The Rolling Stones weren’t always in the public favour, as this raw and entertaining biopic reminds us. Before they were a global institution, they were cocky teens who played blues covers. Then they became idols whose music and swagger tapped into the youthful dissatisfaction of the 60s. As the footage shows, they caused carnage wherever they played. Crossfire Hurricane takes us back to these exciting, woozy years and attempts to decipher what it was about them that captured the zeitgeist. But not even the band, bewildered by all the attention, can really articulate it. Asked by uptight British journalists why they’d become so successful, the young Stones are endearingly at a loss.

Their wild ride to fame is captured in striking, previously unseen footage: excited fans intruding on their sets and chasing them down the street, boyish Mick and Keith jamming relentlessly on the road, and most visceral of all, their doomed performance at the San Francisco Altamont festival, where acid-taking Hell’s Angels members provided the security, and a fan was stabbed to death.

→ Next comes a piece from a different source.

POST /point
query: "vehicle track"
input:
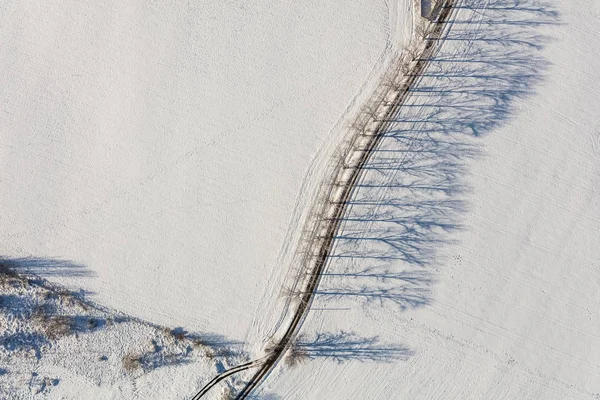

Music fans will hanker to see more of their creative process but the tight narrative keeps it at a minimum. But it’s still clear the band have always taken themselves and their music seriously, while giving the fingers to virtually everything else. You could even say a little more sense is made of their notorious drug-taking – as Richards narrates over footage of them recording Exile on Main Street in the south of France, their habits were as much about keeping them awake for long periods to write and record music as they were about the highs.

Not all survived of course. The film also covers the sad demise of Brian Jones, and covers his replacement Mick Taylor and the flamboyant Ronnie Wood years.

Footage of the band at a recent performance jars with the hippy exuberance of Jagger in his pretty youth, and hammers home their amazing, timeless appeal.